Field Trip :: The Robie House

The Robie House, Chicago, IL [Photo by Richard Griswold]
Field Trip: The Robie House in Chicago
By Richard Griswold, Associate Provost and Dean of Students

Whenever I have to travel for business, I always look for something to see/do in my destination that is unique to the place to investigate. While investigating Chicago, I discovered that there is a comprehensive "private spaces" tour of Frank Lloyd Wright's 1909
Robie House.

Mason Pritchett, an architect and former BAC studio teacher, and I arrived at 9 am on a Sunday, where we found seven others waiting patiently near the house's three-car, attached garage. Our guide was a volunteer, trained as a sociologist. She was deeply knowledgeable about the architecture, interiors and ongoing restoration efforts, but her insight into the life of the house was excellent: One has a different sense of the house upon learning that the Robies only lived in their dream house for about two years before selling it at a loss.

House Plans
The front half of the main floor, containing the living room and dining room split by a fireplace and the entry stair is a textbook example of the Prairie Style. Steel hidden in the roof structure allows 16' cantilevers and a row of fourteen pairs of glass double doors onto a balcony with a privileged view of the neighborhood.

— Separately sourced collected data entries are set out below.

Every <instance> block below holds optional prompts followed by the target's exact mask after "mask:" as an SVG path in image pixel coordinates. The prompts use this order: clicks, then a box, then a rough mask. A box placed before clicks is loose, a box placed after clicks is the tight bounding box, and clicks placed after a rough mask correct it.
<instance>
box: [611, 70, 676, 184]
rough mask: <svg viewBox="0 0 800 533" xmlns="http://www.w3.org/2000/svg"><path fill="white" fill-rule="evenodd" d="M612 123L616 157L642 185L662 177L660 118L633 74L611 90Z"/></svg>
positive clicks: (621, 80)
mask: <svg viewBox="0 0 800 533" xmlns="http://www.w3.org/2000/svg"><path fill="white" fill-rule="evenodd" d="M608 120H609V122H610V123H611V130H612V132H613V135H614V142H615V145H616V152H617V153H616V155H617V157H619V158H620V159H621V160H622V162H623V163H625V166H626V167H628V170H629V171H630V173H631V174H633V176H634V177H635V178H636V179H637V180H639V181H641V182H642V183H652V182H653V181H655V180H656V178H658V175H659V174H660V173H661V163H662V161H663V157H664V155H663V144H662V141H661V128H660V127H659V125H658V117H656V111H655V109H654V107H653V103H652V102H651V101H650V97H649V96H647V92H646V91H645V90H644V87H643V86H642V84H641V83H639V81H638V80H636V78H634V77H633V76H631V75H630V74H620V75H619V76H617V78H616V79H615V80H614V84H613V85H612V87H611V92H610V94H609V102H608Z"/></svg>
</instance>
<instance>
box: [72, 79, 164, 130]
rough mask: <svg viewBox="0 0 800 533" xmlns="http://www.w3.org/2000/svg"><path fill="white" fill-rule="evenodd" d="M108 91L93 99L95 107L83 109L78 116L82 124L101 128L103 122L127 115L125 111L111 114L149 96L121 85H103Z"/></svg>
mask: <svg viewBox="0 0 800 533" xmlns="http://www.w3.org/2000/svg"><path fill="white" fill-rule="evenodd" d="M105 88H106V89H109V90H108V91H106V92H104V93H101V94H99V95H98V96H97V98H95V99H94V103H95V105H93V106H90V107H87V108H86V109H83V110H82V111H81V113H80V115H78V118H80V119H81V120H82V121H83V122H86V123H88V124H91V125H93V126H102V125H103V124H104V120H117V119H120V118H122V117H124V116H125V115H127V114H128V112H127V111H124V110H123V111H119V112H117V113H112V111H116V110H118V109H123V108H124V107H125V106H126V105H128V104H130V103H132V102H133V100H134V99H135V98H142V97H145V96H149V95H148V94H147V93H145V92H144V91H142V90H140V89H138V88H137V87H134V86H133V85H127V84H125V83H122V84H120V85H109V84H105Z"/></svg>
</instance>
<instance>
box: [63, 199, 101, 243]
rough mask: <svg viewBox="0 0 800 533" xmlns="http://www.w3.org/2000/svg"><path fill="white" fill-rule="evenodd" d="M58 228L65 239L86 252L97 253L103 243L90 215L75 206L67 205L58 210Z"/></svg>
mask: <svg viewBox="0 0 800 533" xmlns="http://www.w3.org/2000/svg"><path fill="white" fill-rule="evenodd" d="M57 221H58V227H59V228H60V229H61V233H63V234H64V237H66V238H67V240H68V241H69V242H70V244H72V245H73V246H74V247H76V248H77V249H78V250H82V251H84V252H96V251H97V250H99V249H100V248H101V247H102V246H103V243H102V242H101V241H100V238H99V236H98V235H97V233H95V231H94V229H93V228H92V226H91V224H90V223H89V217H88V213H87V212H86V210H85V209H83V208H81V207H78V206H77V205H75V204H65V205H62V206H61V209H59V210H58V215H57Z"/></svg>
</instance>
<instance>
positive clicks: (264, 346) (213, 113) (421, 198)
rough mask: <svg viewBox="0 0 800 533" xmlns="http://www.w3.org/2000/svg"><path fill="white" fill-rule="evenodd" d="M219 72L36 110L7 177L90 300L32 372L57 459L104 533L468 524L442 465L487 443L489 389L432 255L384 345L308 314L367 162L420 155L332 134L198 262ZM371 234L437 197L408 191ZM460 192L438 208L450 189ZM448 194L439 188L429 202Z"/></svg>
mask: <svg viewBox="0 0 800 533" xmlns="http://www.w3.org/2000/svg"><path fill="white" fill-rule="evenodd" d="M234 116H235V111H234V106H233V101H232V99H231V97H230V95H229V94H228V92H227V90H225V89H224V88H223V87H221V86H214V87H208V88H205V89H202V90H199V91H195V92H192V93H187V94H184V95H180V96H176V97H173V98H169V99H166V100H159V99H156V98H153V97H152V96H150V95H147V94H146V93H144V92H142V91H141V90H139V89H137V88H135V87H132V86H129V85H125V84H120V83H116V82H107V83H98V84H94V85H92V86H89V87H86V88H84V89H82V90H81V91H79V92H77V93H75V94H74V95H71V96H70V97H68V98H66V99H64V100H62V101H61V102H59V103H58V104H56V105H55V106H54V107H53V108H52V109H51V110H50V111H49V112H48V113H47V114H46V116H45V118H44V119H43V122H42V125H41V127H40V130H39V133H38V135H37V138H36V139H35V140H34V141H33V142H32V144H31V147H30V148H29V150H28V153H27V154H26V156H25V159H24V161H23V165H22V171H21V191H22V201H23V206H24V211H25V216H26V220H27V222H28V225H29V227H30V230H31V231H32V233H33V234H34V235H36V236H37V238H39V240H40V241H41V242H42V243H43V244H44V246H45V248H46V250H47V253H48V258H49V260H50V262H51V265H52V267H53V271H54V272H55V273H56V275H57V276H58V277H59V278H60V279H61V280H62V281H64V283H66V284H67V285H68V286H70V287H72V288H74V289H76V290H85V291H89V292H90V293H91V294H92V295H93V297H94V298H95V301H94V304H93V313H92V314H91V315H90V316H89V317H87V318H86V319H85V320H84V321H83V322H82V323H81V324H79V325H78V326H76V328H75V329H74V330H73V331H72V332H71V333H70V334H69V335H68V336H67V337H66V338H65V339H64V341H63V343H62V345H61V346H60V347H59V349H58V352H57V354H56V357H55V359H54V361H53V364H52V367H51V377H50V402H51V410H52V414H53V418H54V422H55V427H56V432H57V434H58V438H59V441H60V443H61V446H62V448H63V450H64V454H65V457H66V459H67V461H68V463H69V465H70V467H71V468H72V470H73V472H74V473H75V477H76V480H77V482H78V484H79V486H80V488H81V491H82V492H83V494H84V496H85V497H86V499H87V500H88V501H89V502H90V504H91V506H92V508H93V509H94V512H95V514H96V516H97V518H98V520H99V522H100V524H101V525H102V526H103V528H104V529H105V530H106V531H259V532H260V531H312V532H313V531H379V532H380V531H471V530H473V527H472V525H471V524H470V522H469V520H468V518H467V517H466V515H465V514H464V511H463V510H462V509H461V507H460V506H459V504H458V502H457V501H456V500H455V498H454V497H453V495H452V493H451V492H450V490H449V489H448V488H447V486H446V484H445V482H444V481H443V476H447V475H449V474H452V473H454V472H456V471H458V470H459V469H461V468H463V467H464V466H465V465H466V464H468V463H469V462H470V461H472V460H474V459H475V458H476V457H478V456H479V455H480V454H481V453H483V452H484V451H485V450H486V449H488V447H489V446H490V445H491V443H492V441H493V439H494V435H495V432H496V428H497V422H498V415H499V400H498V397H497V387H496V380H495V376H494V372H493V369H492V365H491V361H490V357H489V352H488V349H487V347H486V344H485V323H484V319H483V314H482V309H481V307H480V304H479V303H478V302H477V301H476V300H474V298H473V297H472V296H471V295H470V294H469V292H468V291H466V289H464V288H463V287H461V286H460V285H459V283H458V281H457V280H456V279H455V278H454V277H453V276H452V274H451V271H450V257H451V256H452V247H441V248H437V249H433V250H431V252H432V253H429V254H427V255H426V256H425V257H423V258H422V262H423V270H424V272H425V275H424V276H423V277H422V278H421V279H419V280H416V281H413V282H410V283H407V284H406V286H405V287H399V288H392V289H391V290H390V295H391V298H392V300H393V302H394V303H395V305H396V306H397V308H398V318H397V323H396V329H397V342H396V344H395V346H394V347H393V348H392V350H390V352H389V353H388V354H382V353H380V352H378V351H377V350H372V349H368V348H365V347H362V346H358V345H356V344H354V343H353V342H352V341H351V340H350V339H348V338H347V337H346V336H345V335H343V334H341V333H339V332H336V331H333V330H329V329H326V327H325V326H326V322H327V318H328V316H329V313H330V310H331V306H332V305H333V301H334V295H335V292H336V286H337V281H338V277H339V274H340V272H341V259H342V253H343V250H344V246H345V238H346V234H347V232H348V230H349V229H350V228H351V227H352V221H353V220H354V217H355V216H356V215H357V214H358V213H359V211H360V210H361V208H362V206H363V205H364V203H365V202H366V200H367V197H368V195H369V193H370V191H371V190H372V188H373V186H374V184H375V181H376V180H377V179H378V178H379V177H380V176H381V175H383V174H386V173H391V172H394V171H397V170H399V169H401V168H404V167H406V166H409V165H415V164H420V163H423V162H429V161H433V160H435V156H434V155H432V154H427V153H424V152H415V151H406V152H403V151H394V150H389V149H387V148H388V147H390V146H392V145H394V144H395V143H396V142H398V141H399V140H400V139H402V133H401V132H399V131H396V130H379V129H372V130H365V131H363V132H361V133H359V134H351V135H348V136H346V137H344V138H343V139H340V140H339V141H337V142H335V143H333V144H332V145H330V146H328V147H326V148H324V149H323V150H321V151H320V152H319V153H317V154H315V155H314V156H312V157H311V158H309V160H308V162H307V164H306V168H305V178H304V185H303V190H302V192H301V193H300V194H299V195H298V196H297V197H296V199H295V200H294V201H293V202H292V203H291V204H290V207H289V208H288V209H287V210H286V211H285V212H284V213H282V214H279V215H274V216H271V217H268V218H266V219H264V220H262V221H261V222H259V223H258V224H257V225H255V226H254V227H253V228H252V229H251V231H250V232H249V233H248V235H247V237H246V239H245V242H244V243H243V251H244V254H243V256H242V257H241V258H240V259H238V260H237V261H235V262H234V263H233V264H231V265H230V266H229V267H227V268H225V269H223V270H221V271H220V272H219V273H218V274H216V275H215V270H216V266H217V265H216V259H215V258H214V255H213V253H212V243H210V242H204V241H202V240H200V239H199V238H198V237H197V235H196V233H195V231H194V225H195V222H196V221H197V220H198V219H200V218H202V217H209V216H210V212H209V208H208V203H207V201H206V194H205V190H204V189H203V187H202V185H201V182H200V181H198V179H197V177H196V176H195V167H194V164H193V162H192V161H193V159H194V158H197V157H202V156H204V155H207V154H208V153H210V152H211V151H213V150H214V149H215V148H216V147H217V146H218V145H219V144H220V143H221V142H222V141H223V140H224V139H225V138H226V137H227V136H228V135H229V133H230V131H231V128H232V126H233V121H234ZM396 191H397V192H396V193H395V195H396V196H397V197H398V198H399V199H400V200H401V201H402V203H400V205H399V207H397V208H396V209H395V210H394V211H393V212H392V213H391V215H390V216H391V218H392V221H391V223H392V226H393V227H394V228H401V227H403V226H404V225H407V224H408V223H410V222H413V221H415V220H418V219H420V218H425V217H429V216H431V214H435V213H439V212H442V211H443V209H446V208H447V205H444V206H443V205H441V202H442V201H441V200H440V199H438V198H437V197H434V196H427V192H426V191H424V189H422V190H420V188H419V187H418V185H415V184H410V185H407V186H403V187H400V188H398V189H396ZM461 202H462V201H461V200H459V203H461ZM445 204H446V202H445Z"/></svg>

Art Glass in the Master Bedroom [Photo by Richard Griswold]
Upstairs, the domestic spaces are smaller than a comparable recently built suburban house, but the details, the art glass, built ins, the attention to detail was inspiring. The guide helped us realize that the time the labor of craftsmen was cheaper, but the materials needed to make a building were comparatively more expensive. This one notion began to explain to me what I dislike about even the best, recent high-end residential architecture.

The tour was excellent, but towards the end of the tour, the chance to wander around in the house just a little was the real treat.